Furthermore, expression of progerin affects tissue stem cell proliferation and differentiation (Espada et al., 2008; Rosengardten et al., 2011; Sagelius et al., 2008; Scaffidi and Misteli, 2008) through impaired Notch (Scaffidi and Misteli, 2008) or Wnt-β-catenin signaling (Espada et al., 2008; Schmidt et al., 2012). Similarly, induced pluripotent stem cells (iPSCs) generated from progeria patient cells were undistinguishable from wild-type controls − probably because of the low or absent expression of lamin A/C and progerin in stem cells − but showed severe abnormalities upon differentiation into some but not all lineages (Zhang et al., 2011). None of these studies mentioned above looked specifically into the potential role that loss of nucleoplasmic lamins in progerin-expressing or lamin-A-knockout cells might have. However, on the basis of studies that used LAP2α-deficient mice, it appears highly likely that the nucleoplasmic complex between lamin A/C and LAP2α influences stem cell biology. We have shown that LAP2α-deficient tissue progenitor cells selectively lose the nucleoplasmic pool of lamin A/C, while leaving the peripheral lamin A/C unaffected (Naetar et al., 2008). Loss of nucleoplasmic lamins in these mice promotes proliferation of tissue progenitor cells and delays their differentiation in skin, colon and muscle (Gotic et al., 2010; Naetar et al., 2008), leading to mild tissue hyperplasia. These proliferation defects in stem and progenitor cells might be linked to impaired retinoblastoma protein pathways or impaired PcG-mediated epigenetic pathways, which were shown to be regulated by LAP2α and nucleoplasmic lamins (Dorner et al., 2006; Marullo et al., 2016). As these phenotypes are reminiscent of some of the above-described progerin-induced phenotypes, it is tempting to speculate that the absence of nucleoplasmic A-type lamins in progeria cells contributes, at least partially, to the observed stem cell phenotypes in HGPS.

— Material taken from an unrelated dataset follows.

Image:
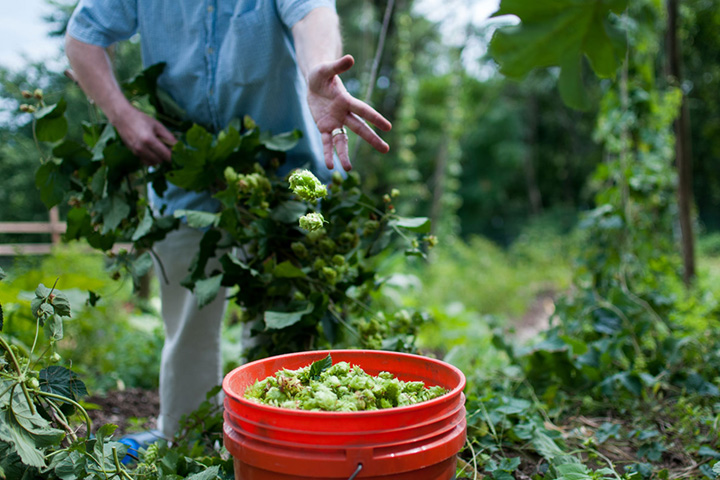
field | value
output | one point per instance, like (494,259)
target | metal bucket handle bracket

In summary, the past decades have revealed many novel and important findings regarding the disease phenotypes and underlying mechanisms of laminopathies. Although most studies did not specifically address the role of nucleoplasmic versus peripheral lamins in the development of disease phenotypes, an increasing number of more-recent studies clearly point to a possible causative role of lamins in the nuclear interior.

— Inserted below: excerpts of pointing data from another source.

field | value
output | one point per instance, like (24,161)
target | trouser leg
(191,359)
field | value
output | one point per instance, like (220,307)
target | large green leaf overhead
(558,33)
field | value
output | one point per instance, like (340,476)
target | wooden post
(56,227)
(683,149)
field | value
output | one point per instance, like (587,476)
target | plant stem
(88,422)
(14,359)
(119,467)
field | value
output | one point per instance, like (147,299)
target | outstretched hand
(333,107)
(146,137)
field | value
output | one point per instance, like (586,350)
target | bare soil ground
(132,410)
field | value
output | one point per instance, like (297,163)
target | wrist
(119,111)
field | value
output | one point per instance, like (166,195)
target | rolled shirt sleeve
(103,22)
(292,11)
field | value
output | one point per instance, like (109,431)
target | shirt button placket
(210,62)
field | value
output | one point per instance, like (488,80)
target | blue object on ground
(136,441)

From the recent studies discussed here, it becomes increasingly clear that lamins have an important ‘life’ outside of the lamina, with exciting unique nuclear functions. Many of these functions, however, are only incompletely understood. A bottleneck for studying nucleoplasmic lamins is the lack of suitable cell and animal models. Lmna-knockout mice lack both peripheral and nucleoplasmic lamins, and it is difficult to assign the observed phenotypes to the loss of a specific pool. LAP2α-deficient mice (Naetar et al., 2008), mice that express assembly-deficient lamin A mutants (Bertrand et al., 2012) or cells that express lamin-disassembling DARPins (Zwerger et al., 2015), are probably the best experimental systems currently available, but these proteins or reagents might have additional lamin-independent or dominant-negative effects. Thus, the identification and development of new tools to specifically analyze lamins in the nuclear interior and their functions represent one of the key future challenges that are needed to unravel specific functions and roles of nucleoplasmic lamins in laminopathic diseases.